Desde então, Arthur entregou-se às orgias e à devassidão, desfrutando apenas da companhia dos jovens senhores mais dissolutos do país, que se tornaram seus diários companheiros, até ao dia em que o velho mordomo da casa de Montfort, vendo como aqueles jovens arruinados formavam um enxame para sugar a fortuna de Arthur, levantou a voz para adverti-lo de sua cegueira. Mas, em retribuição a este sábio conselho, Arthur expulsou aquele fiel criado, substituindo-o por um servo complacente a seus caprichos e de quem não tinha de recear qualquer conselho respeitoso ou importuno.

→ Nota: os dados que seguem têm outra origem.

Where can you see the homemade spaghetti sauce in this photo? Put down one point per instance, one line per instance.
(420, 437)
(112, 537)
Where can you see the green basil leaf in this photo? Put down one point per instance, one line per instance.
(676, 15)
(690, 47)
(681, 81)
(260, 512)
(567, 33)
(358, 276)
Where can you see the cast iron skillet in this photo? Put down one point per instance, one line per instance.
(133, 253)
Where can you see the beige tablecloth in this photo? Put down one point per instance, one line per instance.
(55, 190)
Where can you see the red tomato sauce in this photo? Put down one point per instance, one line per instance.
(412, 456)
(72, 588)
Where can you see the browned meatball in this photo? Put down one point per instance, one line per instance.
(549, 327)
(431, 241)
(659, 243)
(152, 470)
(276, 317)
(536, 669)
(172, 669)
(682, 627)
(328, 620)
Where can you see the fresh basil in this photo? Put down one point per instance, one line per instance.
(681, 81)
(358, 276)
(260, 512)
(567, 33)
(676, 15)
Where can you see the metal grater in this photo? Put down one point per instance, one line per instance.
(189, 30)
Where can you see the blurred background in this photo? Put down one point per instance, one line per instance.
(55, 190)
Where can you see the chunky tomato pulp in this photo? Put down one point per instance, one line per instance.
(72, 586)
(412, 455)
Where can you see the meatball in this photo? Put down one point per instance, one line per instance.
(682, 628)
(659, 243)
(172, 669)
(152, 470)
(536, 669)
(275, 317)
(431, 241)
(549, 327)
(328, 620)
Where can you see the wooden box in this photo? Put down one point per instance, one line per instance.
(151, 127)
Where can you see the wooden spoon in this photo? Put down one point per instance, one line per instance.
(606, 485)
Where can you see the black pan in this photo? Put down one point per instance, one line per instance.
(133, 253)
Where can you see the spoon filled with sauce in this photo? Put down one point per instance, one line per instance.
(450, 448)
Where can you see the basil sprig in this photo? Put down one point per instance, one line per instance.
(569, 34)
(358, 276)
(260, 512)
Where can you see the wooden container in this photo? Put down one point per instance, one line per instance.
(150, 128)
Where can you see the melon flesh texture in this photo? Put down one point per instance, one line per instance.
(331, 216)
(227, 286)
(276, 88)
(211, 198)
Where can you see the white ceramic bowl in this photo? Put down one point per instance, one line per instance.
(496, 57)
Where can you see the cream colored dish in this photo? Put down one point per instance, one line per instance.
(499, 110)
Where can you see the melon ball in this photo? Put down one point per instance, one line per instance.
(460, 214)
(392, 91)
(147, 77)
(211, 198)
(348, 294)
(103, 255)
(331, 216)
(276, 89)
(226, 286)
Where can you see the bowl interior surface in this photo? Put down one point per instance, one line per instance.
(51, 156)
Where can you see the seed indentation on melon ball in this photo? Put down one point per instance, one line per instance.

Cinco anos não foram bastantes a que Arthur dissipasse a imensa fortuna dos Montfort. O jovem — imprudente e infeliz —, numa noite de loucura e embriaguez, perdera num jogo de apenas cinco minutos até mesmo o mausoléu de seus pais. À noite, quando regressou ao castelo, os suntuosos cômodos que percorria já não eram sua herança. Este quarto, onde estivera o seu berço; este chão, onde tinha dado os primeiros passos; estas longas galerias, onde, quando criança, corria com gosto; estes salões de festas e de bailes; este parque tão belo com as suas faias e os seus lariços; estes jardins esplêndidos, estes lambris dourados — tudo isto ia ser conspurcado pela presença de um senhor ignóbil, um devasso, um jogador, um plebeu, um camareiro, um homem sem nome, sem honra, de origem desconhecida. Aquele ser, em poucas horas, passaria insolentemente diante do retrato do seu pai, repousaria na sua cama, usaria todos os direitos que não deviam ter sido alienados pela família Montfort e, enfim, possuiria o túmulo da sua mãe.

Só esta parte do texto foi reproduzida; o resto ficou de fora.